Mordenkainen’s Tome of Foes is a tome of conflicts and monsters, of player options and powerful creatures to throw at your party, but perhaps most of all, it’s a tome of stories. Packed to the gills with monsters and ideas, it’s a book that invites adventure…
Alright, let’s talk Mordenkainen’s Tome of Foes. Following in the footsteps of both Volo’s and Xanathar’s Guides, Mordenkainen’s Tome of Foes takes many of the ideas presented in the books, and develops them further, giving us a supplement that’s as fun to read as it is to actually use in the game. It’s a book that expands the world and the narrative of D&D, giving both more complexity to mechanics and to the kinds of stories people using this book can tell.
The first half of the book is, like Volo’s Guide, mostly lore-based. It’s broken up into chapters that break the D&D world into big conflicts. After all, this is Mordenkainen’s book–with all the bias that you might expect from a Wizard who believes their cosmic duty is to place their thumbs on the scales of the cosmos to try and preserve Balance. As with the previous books, you’ll find annotated notes that reflect Mordenkainen’s opinion on things.
But you’ll also find a lot of story. Where Xanathar’s Guide was heavily rules-based, and Volo’s Guide was very Lore based, Mordenkainen’s Tome of Foes seems to have struck a decent balance (hah) between the two. You’ll get an entire chapter of lore–yes, but along with it, you’ll get the mechanics you need to represent that lore in your own game. Again, it’s the 5th Edition ideal honed to a razor’s edge here: Here’s an adventure idea, and here’s how you can represent this adventure in your own game.
Tome of Foes gives players and DMs alike the seeds for adventure, as well as the tools to plant them. Or maybe instructions for harvesting them? Look whatever the metaphor is, there were several points throughout the book where I sat down and started scribbling campaign notes.
That’s what Tome of Foes does best. And I think a big part of it is, it lays out a narrative framework for readers to explore. Look at the first five chapters and you’ll find conflicts that don’t have to define a campaign, but that add depth to the world–for players, most importantly. Tome of Foes has this interesting attitude towards players. It locates them in the world more.
Specifically–if Xanathar’s Guide was a focus on who the character is, Tome of Foes represents where they’re from. It gives you a lifeline into a larger story that makes your character feel like they’re actually from a society. And the devil (or demon, depending) is in the details. Through the framework of these conflicts, we get a better picture of what many of the player races (Elf, Dwarf, Halfling, Gnome, Tiefling–and new friends Duergar, Gith, and differenter Elves) have as background in general.
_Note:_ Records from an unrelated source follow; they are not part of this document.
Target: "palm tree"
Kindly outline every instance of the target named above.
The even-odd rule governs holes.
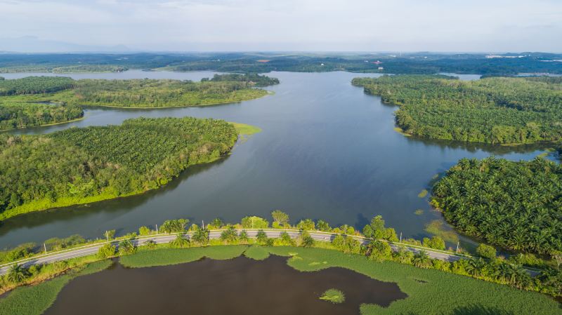
[[[8,271],[8,281],[14,283],[22,282],[27,276],[27,270],[18,264],[14,264]]]
[[[189,240],[184,237],[183,233],[178,233],[176,239],[170,242],[172,247],[184,248],[189,246]]]
[[[132,254],[136,250],[135,246],[133,243],[128,239],[124,239],[119,243],[119,255]]]
[[[205,246],[209,243],[209,230],[204,227],[197,227],[191,239],[200,246]]]
[[[420,250],[414,255],[414,259],[412,262],[414,263],[414,266],[419,268],[429,268],[431,264],[431,258],[424,250]]]

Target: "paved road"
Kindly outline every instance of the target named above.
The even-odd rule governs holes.
[[[246,229],[246,232],[248,233],[248,236],[251,238],[256,237],[256,235],[258,233],[257,229]],[[270,238],[278,238],[280,237],[280,234],[283,232],[287,232],[292,238],[296,238],[299,234],[299,232],[297,230],[264,229],[263,232],[266,232],[266,234],[268,236],[268,237]],[[222,230],[211,230],[209,232],[209,238],[211,239],[218,239],[221,236],[221,232]],[[309,232],[309,233],[313,239],[318,241],[331,241],[334,237],[336,237],[336,236],[338,235],[337,234],[334,233],[320,232],[317,231],[311,231]],[[187,233],[187,234],[190,235],[191,234],[191,232],[188,232]],[[157,235],[152,235],[147,236],[140,236],[135,239],[133,241],[133,243],[136,246],[142,246],[149,240],[154,241],[157,243],[169,243],[171,241],[175,239],[176,237],[176,234],[157,234]],[[370,240],[363,239],[362,237],[360,236],[352,236],[352,237],[358,240],[362,244],[366,244],[370,241]],[[111,243],[117,244],[117,243],[119,243],[119,241],[112,241]],[[98,250],[101,246],[107,243],[107,242],[103,242],[93,245],[88,245],[66,250],[53,252],[51,253],[48,253],[47,255],[38,255],[32,258],[22,260],[15,262],[11,262],[8,264],[1,264],[0,265],[0,276],[8,272],[10,267],[15,263],[18,263],[20,266],[29,267],[34,264],[44,264],[59,262],[62,260],[66,260],[70,258],[88,256],[90,255],[96,254],[96,253],[98,253]],[[444,251],[431,250],[429,248],[423,248],[421,247],[410,246],[410,245],[404,245],[404,246],[405,246],[406,249],[414,253],[418,253],[420,250],[423,250],[426,253],[427,253],[429,257],[432,258],[439,259],[441,260],[454,262],[463,258],[462,256],[457,255],[452,253],[447,253]],[[391,247],[392,247],[393,249],[395,250],[397,250],[398,248],[398,246],[396,244],[391,244]],[[532,275],[535,275],[537,274],[537,272],[535,270],[528,270],[528,271]]]

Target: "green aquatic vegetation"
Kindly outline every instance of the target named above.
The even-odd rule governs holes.
[[[419,194],[417,194],[417,196],[419,198],[425,198],[425,196],[427,196],[427,189],[422,189]]]
[[[502,145],[562,140],[559,80],[397,75],[353,83],[399,106],[396,123],[410,135]]]
[[[340,304],[346,300],[346,295],[338,289],[328,289],[319,298],[331,303]]]
[[[59,292],[72,279],[108,268],[112,262],[103,260],[71,269],[63,276],[35,286],[14,289],[0,297],[0,315],[39,315],[56,300]]]

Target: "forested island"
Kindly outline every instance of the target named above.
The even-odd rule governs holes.
[[[490,144],[554,142],[562,139],[560,78],[445,76],[355,78],[353,84],[400,107],[396,121],[410,135]]]
[[[129,69],[214,70],[265,73],[272,71],[348,71],[390,74],[453,72],[485,76],[519,73],[562,74],[562,55],[523,52],[488,58],[481,53],[65,53],[0,54],[1,72],[105,72]]]
[[[562,166],[463,159],[433,189],[431,203],[470,236],[507,248],[562,254]],[[562,256],[561,256],[562,257]]]
[[[84,116],[80,105],[119,107],[202,106],[263,96],[255,86],[279,80],[256,74],[179,80],[73,80],[60,76],[0,79],[0,130],[67,122]]]
[[[237,133],[224,121],[184,117],[0,134],[0,220],[158,188],[229,152]]]

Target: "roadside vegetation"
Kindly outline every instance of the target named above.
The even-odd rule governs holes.
[[[224,121],[191,117],[0,135],[0,220],[158,188],[224,156],[237,138]]]
[[[288,216],[282,211],[275,210],[272,214],[277,220],[285,220],[287,218],[288,222]],[[254,226],[256,224],[261,225],[260,227],[254,227],[252,229],[254,231],[252,237],[249,237],[248,232],[244,229],[252,229],[250,227],[252,222]],[[269,222],[266,219],[259,217],[246,217],[240,223],[235,224],[226,224],[220,219],[216,219],[206,227],[197,224],[190,226],[189,221],[186,219],[171,220],[161,224],[159,231],[159,233],[176,235],[174,239],[166,244],[157,244],[150,241],[150,236],[156,235],[156,231],[151,230],[147,227],[141,227],[138,233],[131,233],[117,239],[114,239],[115,232],[110,231],[104,233],[103,240],[94,241],[100,243],[103,242],[105,239],[109,239],[110,242],[105,243],[105,245],[99,249],[98,254],[91,257],[104,260],[119,256],[121,262],[124,266],[144,267],[188,262],[202,257],[230,259],[242,254],[249,258],[261,260],[267,258],[270,253],[280,255],[278,251],[272,248],[281,248],[284,246],[289,246],[291,248],[316,248],[331,250],[322,254],[327,255],[327,258],[330,255],[339,255],[330,254],[335,250],[336,252],[342,253],[344,257],[351,255],[351,257],[357,257],[358,259],[366,259],[365,261],[372,262],[374,265],[377,265],[377,262],[385,262],[391,265],[410,265],[422,269],[432,269],[432,272],[437,274],[455,274],[457,276],[464,276],[458,279],[474,278],[495,283],[493,286],[507,285],[505,286],[506,288],[512,286],[521,290],[536,291],[554,297],[560,297],[562,292],[562,272],[560,265],[555,264],[556,261],[542,261],[535,257],[535,260],[542,262],[542,264],[535,264],[535,265],[542,269],[537,271],[536,276],[531,276],[523,267],[522,262],[519,260],[519,255],[514,255],[509,258],[497,256],[495,249],[485,244],[481,244],[478,246],[476,252],[478,256],[459,255],[458,256],[462,259],[455,262],[433,259],[429,255],[427,250],[441,251],[450,255],[455,254],[454,252],[444,250],[445,242],[438,236],[424,238],[422,241],[405,239],[400,242],[396,239],[394,229],[386,227],[384,220],[380,216],[373,217],[371,222],[364,227],[362,234],[354,230],[353,227],[347,226],[332,227],[323,220],[315,222],[308,219],[303,220],[296,226],[292,226],[288,223],[282,226],[275,222],[278,223],[278,221],[274,221],[274,226],[277,227],[274,227],[273,229],[281,232],[279,237],[273,239],[268,237],[263,229],[268,229]],[[319,231],[318,227],[322,227],[327,232],[336,234],[330,236],[329,239],[327,238],[326,241],[315,241],[311,236],[309,231]],[[290,235],[287,231],[283,231],[289,229],[299,232],[296,237]],[[220,237],[210,239],[209,232],[217,229],[221,231]],[[256,231],[257,234],[254,236],[254,233]],[[148,238],[149,241],[145,245],[137,247],[139,237],[143,239]],[[362,237],[366,238],[368,241],[360,242]],[[391,246],[394,248],[393,248]],[[68,248],[72,246],[69,246]],[[22,252],[21,247],[18,247],[7,253],[4,255],[4,261],[6,261],[8,257],[14,261],[26,256],[37,255],[31,252],[32,246],[28,245],[27,248],[30,248],[29,251]],[[415,249],[414,251],[412,250],[412,248]],[[155,255],[153,250],[157,250],[158,254]],[[289,255],[294,251],[289,250],[286,255]],[[21,253],[23,254],[18,255]],[[319,261],[324,260],[325,259]],[[310,266],[315,264],[312,264]],[[25,283],[37,281],[34,277],[30,276],[30,274],[25,271],[22,272],[25,276],[19,280],[15,280],[13,277],[15,272],[15,266],[14,270],[11,269],[10,272],[3,277],[4,286],[8,288],[6,290],[13,288],[24,281],[27,281]],[[419,279],[425,281],[424,278]],[[447,280],[447,282],[450,281],[452,280]]]
[[[558,163],[463,159],[436,183],[431,203],[463,233],[560,260],[561,196]]]
[[[400,75],[352,83],[399,106],[396,123],[410,135],[493,145],[562,140],[562,83],[556,78],[464,81]]]

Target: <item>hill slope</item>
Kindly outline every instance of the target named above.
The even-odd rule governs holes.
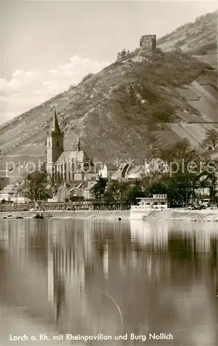
[[[6,161],[46,158],[54,104],[66,147],[75,147],[79,129],[83,148],[98,160],[142,159],[148,146],[168,146],[184,137],[197,145],[206,129],[217,127],[217,80],[210,64],[188,52],[137,48],[1,125],[0,169]]]

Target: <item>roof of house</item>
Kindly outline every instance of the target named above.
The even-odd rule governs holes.
[[[17,187],[15,185],[7,185],[5,186],[0,193],[6,194],[6,193],[14,193],[17,190]]]
[[[0,190],[10,184],[10,178],[6,176],[0,177]]]
[[[63,152],[56,161],[56,163],[63,163],[68,161],[77,160],[78,162],[84,162],[84,159],[88,158],[83,150]]]
[[[128,172],[129,174],[135,174],[137,173],[143,173],[144,170],[144,165],[139,165],[138,166],[134,167],[130,170]]]

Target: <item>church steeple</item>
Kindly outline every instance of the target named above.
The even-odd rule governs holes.
[[[55,132],[56,134],[60,134],[61,130],[57,121],[56,107],[54,106],[54,113],[53,116],[52,122],[50,127],[50,132]]]
[[[78,134],[77,134],[77,152],[80,152],[81,147],[80,147],[80,141],[79,141],[79,131],[78,131]]]

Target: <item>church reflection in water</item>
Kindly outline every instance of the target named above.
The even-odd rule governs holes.
[[[212,223],[0,222],[3,304],[63,333],[171,332],[172,345],[216,345]]]

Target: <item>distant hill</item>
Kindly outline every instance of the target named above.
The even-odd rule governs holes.
[[[217,127],[217,75],[196,55],[205,44],[211,48],[206,56],[213,51],[215,15],[203,16],[161,37],[152,52],[137,48],[124,60],[2,125],[0,169],[6,161],[46,158],[54,104],[66,147],[75,147],[79,129],[81,147],[97,160],[140,161],[150,145],[168,147],[184,137],[193,146],[201,143],[206,129]]]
So if you’re playing an Elven Ranger, you can look through Tome of Foes and find a ton of information about playing an Elf. What makes an adventurer, and all the standard stuff, sure, but you also get the ancient history of the elves, including yheir fall from paradise, and if you’re a religious character, a ton of lore on the elven deities. And then once you’re read through all that, you can find some new subraces to play, or even just some new tables to help sow the seeds for new ideas.
And new races like the Gith come with a whole chapter that introduces them, sets them up in conflict with one another (both Githyanki and Githzerai are the same people, just taken in different directions), and they have a place that fills out the cosmos of D&D. The Githyanki live in the timeless Astral Plane and fly around on great astral ships (which are detailed within the book). While the Githzerai live in the ever-shifting chaos of Limbo, carving out a peaceful, ordered existence amid planar chaos.
And both of these add depth to the cosmos of D&D. Same with the Blood War–the world feels that much bigger because now you have details about the things and people in it. But what really makes the book are the monsters. I don’t want to spoil too much–because we’re going to be looking at how this book uses monsters in a later article, but Monsters are here to serve up both complex tactical challenges as well as cool story ideas.
They’re presented in groups that tell you a story–before you even pick up dice, as a DM when I’m flipping through the monster section and I come to the Elemental Myrmidons or the Ogre Howdah
We mention it in our video as well. Monsters are arranged in a way that gets you thinking about how to use them
And as we’ve mentioned before, there are a lot more higher-powered monsters in this book. You’ll find everything from monsters meant to serve as fodder to lieutenants and final boss type encounters. Mechanically the monsters feel like they’re getting a little more interesting–there are a number of combos in the game that can make it incredibly difficult for your player, and it’s rewarding to overcome that.
So all in all, BoLS recommends this book. There’s a lot going for it–if you’re looking for something that’s more Xanathar’s Guide in terms of expansion, though, you won’t find that here. But it has so many of the tools you need to get your game going tonight. So grab it if you can.
Come for the monsters, stay for the expanded Cosmos.